Derinlik Sarhoşluğu’nda Aşk – Onur Keşaplı

Derinlik Sarhoşluğu’nda Aşk* 

1959 yılında Paris’te doğan ünlü yönetmen Luc Besson, dalgıç olan ailesi sayesinde gençliği boyunca dünyayı gezerek sualtı sporları yaptı. Sanata ve özellikle sinemaya ilgili olan Besson daha ergenlik yıllarında daha sonra her biri birer kült film mertebesine erişecek olan “The Fifth Element” ve “The Big Blue” filmlerinin senaryolarını tamamladı. On yedi yaşında geçirdiği ve dalgıçlık yapmasına engel olan bir dalış kazası sonucu yunuslar üzerinde uzman bir deniz biyologu olma hayallerine veda etti. Paris’e geri döndü ve sinema ile ilgilenmeye başladı. Filmlerin, ilgi alanlarını diğer sanatlar ile birleştirip sunmasına imkân veren bir yönü olduğunu keşfetti. Bunun üzerine çeşitli yapımlarda küçük görevler almaya başladı. Bir süre Amerika’da yaşadıktan sonra Fransa’ya döndü ve kendi film şirketini kurarak birçok genç sinemacının filmlerini yapımcı olarak destekledi.
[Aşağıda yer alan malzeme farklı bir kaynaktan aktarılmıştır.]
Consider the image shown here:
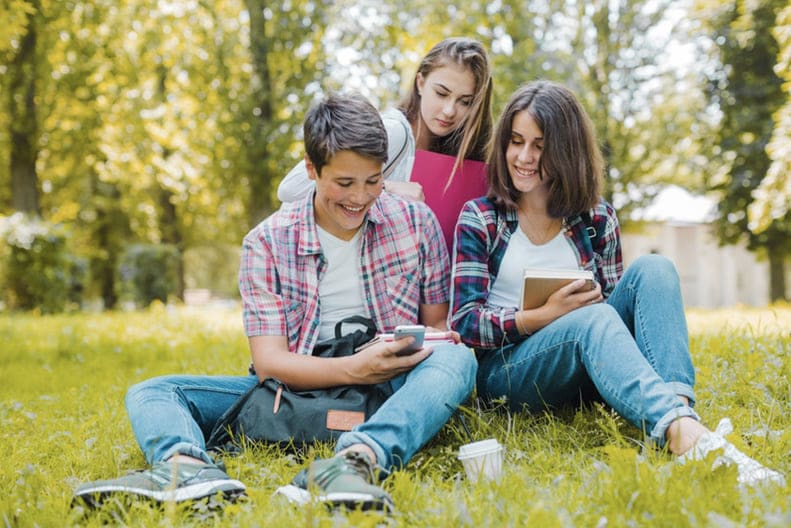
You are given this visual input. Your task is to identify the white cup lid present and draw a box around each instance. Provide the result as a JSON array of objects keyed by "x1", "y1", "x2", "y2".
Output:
[{"x1": 459, "y1": 438, "x2": 502, "y2": 458}]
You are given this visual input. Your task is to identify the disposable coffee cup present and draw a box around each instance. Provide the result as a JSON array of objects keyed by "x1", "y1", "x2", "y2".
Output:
[{"x1": 458, "y1": 438, "x2": 505, "y2": 484}]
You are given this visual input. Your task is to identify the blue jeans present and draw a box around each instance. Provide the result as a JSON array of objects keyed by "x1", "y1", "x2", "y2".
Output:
[
  {"x1": 126, "y1": 345, "x2": 477, "y2": 470},
  {"x1": 478, "y1": 255, "x2": 698, "y2": 446}
]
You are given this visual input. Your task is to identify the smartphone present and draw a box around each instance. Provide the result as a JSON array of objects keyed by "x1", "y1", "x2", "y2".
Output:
[{"x1": 393, "y1": 325, "x2": 426, "y2": 356}]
Daha kariyerinin başlarındayken yalnızca on film yöneteceğini söyleyen Besson özgün bir femme fatale karakterle kara film örneği “Nikita”dan bilimkurgu kültü “Beşinci Element”e, Fransa tarihine eğildiği “Jeanne D’arc”tan kendi kitabından uyarladığı animasyon “Arthur ve Minimoylar”a, fantastik öğeler içeren “Angel-a”dan kiralık katil filmlerine yepyeni bir soluk getiren ve dünyaca üne kavuşmasını sağlayan “Leon”a kadar çok değişik türlerde on film yöneterek şimdilik(!) yönetmenliği bıraktı. 1988 yapımı “The Big Blue” ise yönetmenin en melankolik, bir anlamda en kişisel, kült mertebesine ulaşmış ve Akdeniz sineması olarak tanımlanan alt türe en yakın yapıtıdır.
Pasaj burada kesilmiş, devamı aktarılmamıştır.